In 2016, Walmart conducted two proof of concept studies, one in the U.S. and one in China, using sliced mangos and pork.
“We were really pleased with the outcomes and insights revealed,” Yiannis explains. “We reached out to ten other companies and asked them to join us in testing and scaling the solution together.
“Blockchain has given us the ability to get records on food products, that normally might take days or weeks to get, in a matter of seconds.”
The need for speed
Through a partnership, Walmart demonstrated that tracking mangos from store to farm could be improved from 7 days to a mere 2.2 seconds. Yiannis admits he didn’t know what to believe in the beginning.

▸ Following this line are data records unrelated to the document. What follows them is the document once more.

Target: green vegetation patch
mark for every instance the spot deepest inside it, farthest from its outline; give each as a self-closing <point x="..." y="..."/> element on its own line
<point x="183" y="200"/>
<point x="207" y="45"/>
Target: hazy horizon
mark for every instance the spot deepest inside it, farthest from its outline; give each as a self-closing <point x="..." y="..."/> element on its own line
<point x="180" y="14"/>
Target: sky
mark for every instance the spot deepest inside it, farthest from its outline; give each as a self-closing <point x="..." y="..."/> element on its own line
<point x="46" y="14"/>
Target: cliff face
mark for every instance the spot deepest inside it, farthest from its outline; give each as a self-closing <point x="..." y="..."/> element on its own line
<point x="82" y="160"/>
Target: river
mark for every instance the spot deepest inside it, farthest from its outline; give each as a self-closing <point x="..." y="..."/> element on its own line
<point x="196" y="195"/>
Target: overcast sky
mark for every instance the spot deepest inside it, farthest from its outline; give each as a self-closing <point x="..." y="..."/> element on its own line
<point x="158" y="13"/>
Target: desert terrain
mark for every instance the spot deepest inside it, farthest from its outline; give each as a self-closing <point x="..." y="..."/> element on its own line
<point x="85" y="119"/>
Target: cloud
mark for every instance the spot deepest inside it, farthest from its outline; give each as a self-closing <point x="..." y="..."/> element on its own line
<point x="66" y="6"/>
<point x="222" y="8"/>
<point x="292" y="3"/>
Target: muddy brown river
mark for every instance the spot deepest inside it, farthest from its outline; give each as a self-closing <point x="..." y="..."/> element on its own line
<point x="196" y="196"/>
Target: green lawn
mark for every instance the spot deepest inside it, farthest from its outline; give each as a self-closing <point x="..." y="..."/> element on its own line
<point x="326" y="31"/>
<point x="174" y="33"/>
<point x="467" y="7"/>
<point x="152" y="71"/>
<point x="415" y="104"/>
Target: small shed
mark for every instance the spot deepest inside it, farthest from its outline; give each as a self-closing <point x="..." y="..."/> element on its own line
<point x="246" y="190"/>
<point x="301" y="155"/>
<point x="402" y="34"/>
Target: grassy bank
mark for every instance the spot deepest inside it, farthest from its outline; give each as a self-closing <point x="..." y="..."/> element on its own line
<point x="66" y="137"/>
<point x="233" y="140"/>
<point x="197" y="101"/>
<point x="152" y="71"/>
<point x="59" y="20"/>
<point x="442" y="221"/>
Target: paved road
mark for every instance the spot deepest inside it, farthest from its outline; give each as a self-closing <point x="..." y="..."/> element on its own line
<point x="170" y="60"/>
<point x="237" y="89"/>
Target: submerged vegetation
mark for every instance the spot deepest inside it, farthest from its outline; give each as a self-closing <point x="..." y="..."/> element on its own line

“I started off as a major skeptic. I’ve been working in this field for over three decades. The idea of digitizing food and having rapid traceability is something we’ve worked on, and there are other systems out there, but they tend to all be centralized databases.
“We did the baseline, where we brought in the mangos and it took us six days, 18 hours and 26 minutes. I wasn’t sure what to expect as we started working with suppliers and their suppliers in digitizing the information.”
The results, he says, were astounding.
“I was just seeking the truth, but once we did it and the very first time I did the trace-back with the package, tracing the source in 2.2 seconds blew me away.”
Moving forward
Yiannis believes future uses for blockchain technology are unlimited. “There’s a lot of promise for blockchain, and supply chains in particular. The improvements are clearly strength in safety, strength in trust, allowing the system to get smarter together, supply chain efficiencies and the ability to deter fraudulent activity.
“I think the benefits to food will be about gathering intelligence, running smarter and more sustainable supply chains, reducing food waste and providing fresher products.
And while food safety will certainly benefit, it will just be the tip of the iceberg.”